This series is not meant to be a complete retrospective of Sylvie Guillem’s biographical history. Nor is it meant to focus on her retirement entirely because I’ve come to believe that she will dance again, and she will remain an important and active figure in the dance world.
Notorious for not working with others as well as silent, obedient ballerinas were suppose to, Sylvie Guillem started her career with a burning personality to dance the roles she knew she wanted and was suited for at the moment. And later into her life, she’s not only kept that definite fire, but she’s also found room to open up to new choreographers and new styles. This balanced life of “no” and “yes” has caused her to elevate her dancing history with rich ballet roles in classical, contemporary, and beyond. And it’s an important point to note when discussing her, rather than just focusing on her silly ‘Mademoiselle Non’ reputation.
Guillem is much bigger and better than non; Guillem is a cohort countess of dance.
Bejart has said, “It’s like a ping pong between her and me.” Mats Ek has said, “She has a blue flame within her.” And Forsythe has said, “You can’t learn what she does.” With the exception of a few choreographers, Guillem has always made immediate connections to the dance-makers that flock to her (the exceptions being Dowell and MacMillian, whom she fondly recalls later in her life after the fact). This gathering of energy to make dance, and make it extremely exceptional, is something that rivals collaborations between the great artists of time across all mediums and forms.

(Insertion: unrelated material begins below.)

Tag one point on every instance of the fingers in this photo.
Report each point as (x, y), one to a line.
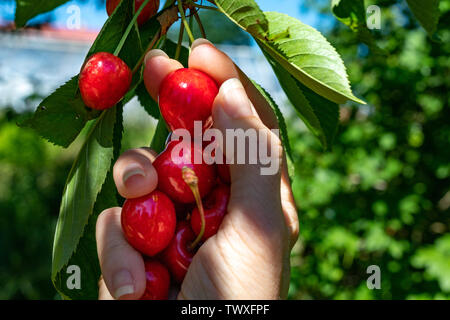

Personally, when I try to compare her to nondancers–which is so hard to do without them seeing her in motion– I try to use the reference of Wes Anderson and Mark Mothersbaugh. Think of Rushmore; how the scenes would appear empty without Mothersbaugh’s score or Anderson’s specific direction. And that continues with Royal Tenenbaums, into Life Aquatic. And then he expands with other composers for his later films as Mothersbaugh expands with other directors. Guillem does just that with the way she ebbs in and out with choreographers who ride the wave of dance creation just like her.
In terms of technique, she blends the choreography for the situation and the moment. She says ‘yes’ while also being sure of what she doesn’t want to utilize in a performance, whether that includes pointe shoes, tutus, socks, nudity, solos, duets, singing. It’s a remarkable contemporary trait in a professional ballerina and contemporary dancer to know herself while remaining vulnerable to the art form. And Guillem has managed to become both at once with the mindset of an artist to dance rather than for herself. And while it may appear that she is set on pushing herself further with more exposure before everything else, (she did do that fabulously glamorous photoshoot for Vogue, something few dancers in the past have touched) Guillem’s history has proven that she’s really set on pushing dance with the various choreographers of her choosing before selling herself out.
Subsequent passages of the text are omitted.